Citraloka menjatuhkan pantatnya di sofa di samping Chintami yang sedang membaca koran lokal. Sejak Citraloka mengancam anak laki-laki terakhir yang biasa datang, dia telah menemukan seorang lelaki tua yang baik hati yang lewat rumahnya dalam perjalanannya.
Ya, dia orang gila. Rutenya merupakan jejak teror. Tapi, sekali lagi, siapa yang bukan orang gila saat ini?
Bukankah kita semua, pada tingkat tertentu, sudah gila?
Koran yang dibawanya berasal dari sepuluh hari yang lalu, tetapi lebih baik terlambat daripada tidak sama sekali.

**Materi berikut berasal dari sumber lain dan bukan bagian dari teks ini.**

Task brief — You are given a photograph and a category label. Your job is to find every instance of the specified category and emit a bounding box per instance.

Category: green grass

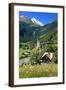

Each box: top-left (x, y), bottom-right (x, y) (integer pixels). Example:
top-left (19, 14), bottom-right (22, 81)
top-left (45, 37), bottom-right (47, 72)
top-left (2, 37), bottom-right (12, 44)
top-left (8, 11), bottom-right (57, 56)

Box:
top-left (19, 64), bottom-right (58, 78)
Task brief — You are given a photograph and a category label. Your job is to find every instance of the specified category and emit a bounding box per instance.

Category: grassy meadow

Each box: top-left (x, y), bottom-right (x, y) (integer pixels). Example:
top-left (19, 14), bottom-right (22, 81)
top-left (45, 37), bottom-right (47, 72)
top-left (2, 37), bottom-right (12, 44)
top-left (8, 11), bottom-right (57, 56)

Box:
top-left (19, 64), bottom-right (58, 78)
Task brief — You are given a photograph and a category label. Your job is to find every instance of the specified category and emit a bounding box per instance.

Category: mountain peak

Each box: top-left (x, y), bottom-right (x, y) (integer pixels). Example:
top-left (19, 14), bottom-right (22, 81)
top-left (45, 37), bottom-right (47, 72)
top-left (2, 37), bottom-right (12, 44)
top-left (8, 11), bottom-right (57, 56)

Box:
top-left (31, 17), bottom-right (44, 26)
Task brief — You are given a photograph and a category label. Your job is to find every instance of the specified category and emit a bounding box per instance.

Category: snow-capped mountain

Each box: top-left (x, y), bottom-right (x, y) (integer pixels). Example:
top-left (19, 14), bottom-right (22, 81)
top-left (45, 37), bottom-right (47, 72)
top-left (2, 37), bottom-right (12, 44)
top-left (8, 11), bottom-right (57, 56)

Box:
top-left (31, 17), bottom-right (44, 26)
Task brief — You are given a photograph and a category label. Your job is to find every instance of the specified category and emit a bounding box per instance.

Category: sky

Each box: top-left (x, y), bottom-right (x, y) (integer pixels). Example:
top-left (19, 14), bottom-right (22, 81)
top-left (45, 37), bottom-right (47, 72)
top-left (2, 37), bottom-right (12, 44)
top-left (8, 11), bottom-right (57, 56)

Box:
top-left (19, 11), bottom-right (58, 25)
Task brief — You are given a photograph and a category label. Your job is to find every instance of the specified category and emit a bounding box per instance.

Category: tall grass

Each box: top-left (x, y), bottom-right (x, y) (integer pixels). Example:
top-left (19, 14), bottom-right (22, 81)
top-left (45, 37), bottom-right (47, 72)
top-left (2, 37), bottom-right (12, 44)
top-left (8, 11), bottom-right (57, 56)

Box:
top-left (19, 64), bottom-right (58, 78)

Citraloka menghela napas berat saat dia terhempas ke sofa, dan Chintami juga menghela napas. Citraloka menghela napas karena dia stres. Chintami menghela nafas karena dia tahu kenapa. Sudah merupakan suatu hal lumrah untuk semua orang yang terlibat dengan Citraloka.
Citraloka menghela napas lagi dan kali ini, Chintami meletakkan koran dan menatapnya. "Oke," katanya. "Aku akan bertanya. Ada apa?"
"Itu Khiran," kata Citraloka sambil memandangi dinding batu di depan mereka. Sofa tempat mereka duduk adalah satu-satunya perabot di tempat suci dalam gua sang Penyihir. Selain itu, orngga bawah tananh dibagi menjadi kamar pribadi semua orang, gudang, ruang mantra, gudang senjata, ruang belajar, dapur, dan pintu biru.
"Dia," kata Citraloka, "menjadi .... Aku tidak tahu bagaimana menjelaskannya. Dia meminta lebih sedikit, memberi lebih banyak."
"Aku tahu, aku seharusnya tidak mengenalkanmu pada Drake," gumam Chintami.
"Dia berubah," kata Citraloka. "Dia menjadi berbeda."